Der Soundtrack der Sattelstütze
Dafür kann ich eines, was man mehrtägigen Touren nachsagt, voll bestätigen:  Je länger man unterwegs ist, desto mehr beginnt so eine Auszeit vom Alltag zu wirken. Das ist ja auch beim Weitwandern so. Ein schwer definierbares Hochgefühl stellt sich ein. Der Ballast des Alltags bleibt auf der Strecke. Die salzburgerische und steirische Landschaft tut das Ihre dazu; der Fluss als roter Faden; man rollt vorbei an Wiesen und Wäldern, durch Ortschaften und dann wieder kilometerweit unbesiedelte Gebiete. Von wegen „olle Dörfa gleich“. Der Sound­track, der mich durch die zweieinhalb Tage begleitete, kam nicht aus meinem Kopf, sondern von der Sattelstütze in Form eines fröhlichen, rhythmischen: „Quiek, Quiek, Quiek.“ 

Und ein gewisser Stolz kommt schon auch auf, wenn man nach über 80 Kilometern sein Tagwerk für vollendet erklärt. Klar taten mir am Morgen von Fahrtag zwei und drei beim Aufstehen die Beine weh, und beim Aufsitzen der Allerwerteste. Das ist aber bloß eine Frage des (mangelnden) Trainingszustands. Und der Körper gewöhnt sich rasch an eine neue Belastung. 
Ich kann nach meiner Tour nun auch bestätigen, dass im Sommer auf den Radwegen viel los ist. Interessant übrigens: Die meisten Radwegradler sitzen auf Mountainbikes – besonders in den alpineren Regionen. Je weiter nach Osten und Süden ich kam, desto mehr Tourenbikes fielen mir auf. Noch etwas: Der E-Anteil ist beachtlich.

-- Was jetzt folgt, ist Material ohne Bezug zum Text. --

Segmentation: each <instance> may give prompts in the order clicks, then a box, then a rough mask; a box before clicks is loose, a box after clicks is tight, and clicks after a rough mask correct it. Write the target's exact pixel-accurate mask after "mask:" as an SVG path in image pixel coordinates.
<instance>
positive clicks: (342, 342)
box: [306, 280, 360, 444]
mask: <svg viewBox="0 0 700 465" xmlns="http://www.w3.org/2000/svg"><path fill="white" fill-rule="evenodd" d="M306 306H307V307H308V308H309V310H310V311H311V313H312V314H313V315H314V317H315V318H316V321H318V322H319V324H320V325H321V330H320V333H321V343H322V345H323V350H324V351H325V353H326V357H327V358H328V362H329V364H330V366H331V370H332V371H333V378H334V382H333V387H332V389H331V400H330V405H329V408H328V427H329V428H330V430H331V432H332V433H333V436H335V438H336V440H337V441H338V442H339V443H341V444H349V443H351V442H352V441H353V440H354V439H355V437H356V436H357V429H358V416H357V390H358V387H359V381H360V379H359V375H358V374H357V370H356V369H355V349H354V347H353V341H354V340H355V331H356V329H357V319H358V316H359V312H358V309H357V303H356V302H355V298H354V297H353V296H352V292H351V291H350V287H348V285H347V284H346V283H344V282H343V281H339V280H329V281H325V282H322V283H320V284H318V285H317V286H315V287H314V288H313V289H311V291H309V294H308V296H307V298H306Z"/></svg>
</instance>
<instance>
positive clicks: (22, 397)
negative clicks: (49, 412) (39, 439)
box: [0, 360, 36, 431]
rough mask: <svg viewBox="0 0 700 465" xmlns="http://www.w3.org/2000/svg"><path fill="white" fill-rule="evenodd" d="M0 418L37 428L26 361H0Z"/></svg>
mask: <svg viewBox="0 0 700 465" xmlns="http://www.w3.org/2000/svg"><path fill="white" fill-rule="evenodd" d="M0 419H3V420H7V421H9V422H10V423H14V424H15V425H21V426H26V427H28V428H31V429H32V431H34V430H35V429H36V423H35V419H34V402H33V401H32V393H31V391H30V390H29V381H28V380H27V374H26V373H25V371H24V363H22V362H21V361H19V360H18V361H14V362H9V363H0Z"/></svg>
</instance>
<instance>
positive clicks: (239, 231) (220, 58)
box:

So viele sind an schönen Sommerwochenenden übrigens unterwegs, dass ein Notfallsplan von mir zum Scheitern verurteilt gewesen wäre: „Wenn’s nicht mehr geht, steigst einfach in den Zug“. Falsch gedacht: In den ÖBB-Railjets herrscht Reservierungspflicht bei Fahrradmitnahme und die Plätze sind, wie ein versuchsweiser Anruf ergab, mitunter am Vortag schon ausgebucht.
Ich hab den Zug eh nicht gebraucht. Nach zweieinhalb Tagen bin ich in Graz angekommen – früh genug, um frisch geduscht den Anpfiff des WM-Finales zu erleben. Ja, Tourenradeln hat was – zumindest für alle wie mich, die keine Höchstleistungen brauchen. Ich kann mir jedenfalls gut vorstellen, bald wieder einmal – aber dann nur für mich – durch Österreich zu foahrn.